Periodontal infection and preterm birth: successful periodontal therapy reduces the risk of preterm birth
Article first published online: 11 MAR 2011
© 2011 The Authors BJOG An International Journal of Obstetrics and Gynaecology © 2011 RCOG
BJOG: An International Journal of Obstetrics & Gynaecology
Volume 118, Issue 5, page 635, April 2011
How to Cite
Di Mario, S., Spettoli, D., Alessandrini, C., Erenbourg, A., Ronfani, L. and Basevi, V. (2011), Periodontal infection and preterm birth: successful periodontal therapy reduces the risk of preterm birth. BJOG: An International Journal of Obstetrics & Gynaecology, 118: 635. doi: 10.1111/j.1471-0528.2011.02913.x
- Issue published online: 11 MAR 2011
- Article first published online: 11 MAR 2011
- Accepted 17 December 2010.
Despite the great interest in reading the paper from Jeffcoat et al.1 on the treatment of periodontal infection and preterm birth, a few methodological issues in the study design and interpretation raise doubts on the validity of its conclusion. The aim of the paper was to assess the effect of periodontal therapy in reducing the risk of preterm birth and it concluded that the treatment successfully decreased the incidence of preterm birth.

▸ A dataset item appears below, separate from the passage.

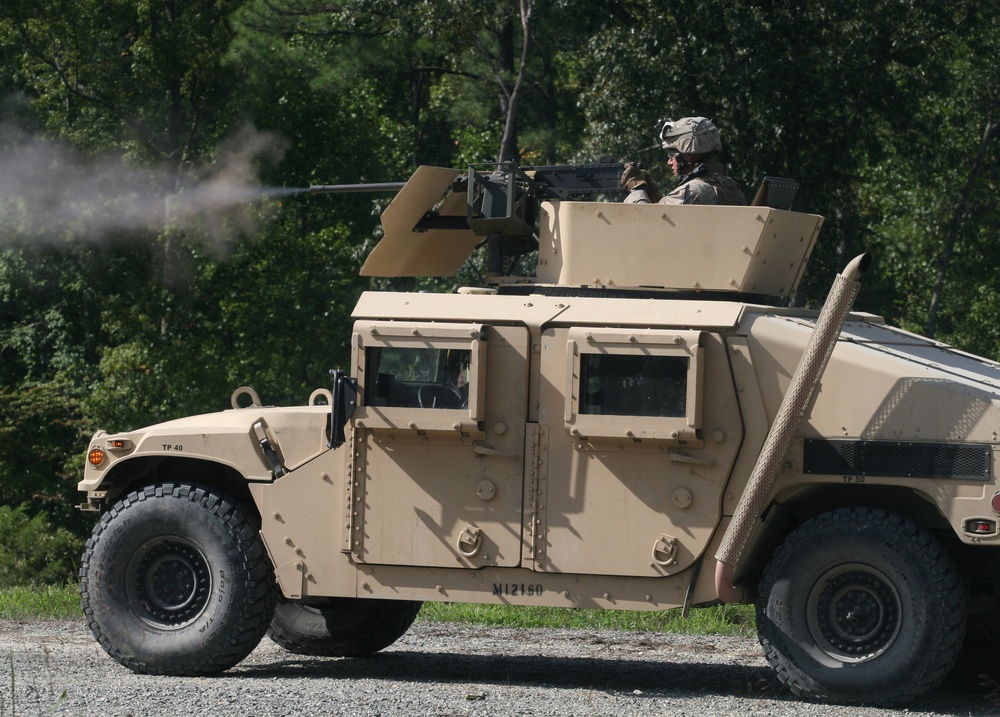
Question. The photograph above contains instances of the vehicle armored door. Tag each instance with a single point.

The study was originally designed as a randomised controlled trial. Nevertheless the effectiveness of periodontal therapy is only demonstrated in a nonrandomised comparison between subgroups within the study population: women treated successfully compared with women treated without success. Therefore, there is no certainty that the two populations were comparable with respect to known and unknown confounding factors.
Although the authors claimed that they would have conducted a stratified analysis based on severity of periodontal disease (mild versus moderate or severe) and previous preterm birth, such an analysis has neither been published nor commented on. Previous preterm delivery is a well-recognised risk factor for preterm birth and not considering it in such an analysis creates a major methodological issue, particularly as the comparison was carried out between two nonrandomised groups.

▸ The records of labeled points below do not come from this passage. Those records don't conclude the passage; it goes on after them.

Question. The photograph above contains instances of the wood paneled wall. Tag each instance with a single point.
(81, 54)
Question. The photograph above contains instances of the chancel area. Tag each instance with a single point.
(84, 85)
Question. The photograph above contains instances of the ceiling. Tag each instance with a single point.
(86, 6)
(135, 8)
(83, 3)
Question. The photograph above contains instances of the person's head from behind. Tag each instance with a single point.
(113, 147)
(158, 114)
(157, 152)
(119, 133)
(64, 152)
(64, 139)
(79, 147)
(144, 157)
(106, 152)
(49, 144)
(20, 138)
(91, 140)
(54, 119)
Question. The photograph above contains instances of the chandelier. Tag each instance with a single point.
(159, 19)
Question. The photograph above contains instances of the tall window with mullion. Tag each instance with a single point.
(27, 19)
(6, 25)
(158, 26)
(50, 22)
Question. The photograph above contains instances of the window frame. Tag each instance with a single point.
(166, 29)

Furthermore, the study indicated a preterm rate of 49% (52.4% among treated women and 45.6% among untreated women), well above the 4.9% rate of the Periodontal Infections and Prematurity Study (PIPS),2 of which the present study is part. As 55% of the PIPS population is represented by the study population in Jeffcoat et al., such a huge discrepancy is not understandable and the authors have not commented on it to justify such a difference.
Finally, the conclusions of the present study are not consistent with evidence from previous studies:2–4 the authors explained the difference by the diverse inclusion criteria (women were selected only if they showed at least three sites with 4 mm or more of attachment loss) and the fact that only successful treatment of periodontal disease should be considered to assess treatment efficacy in reducing preterm birth.
In our opinion there is an alternative explanation: the applied study design does not permit the control of confounders and bias and therefore the lack of randomisation and of control for previous preterm birth hinders the validity of this study.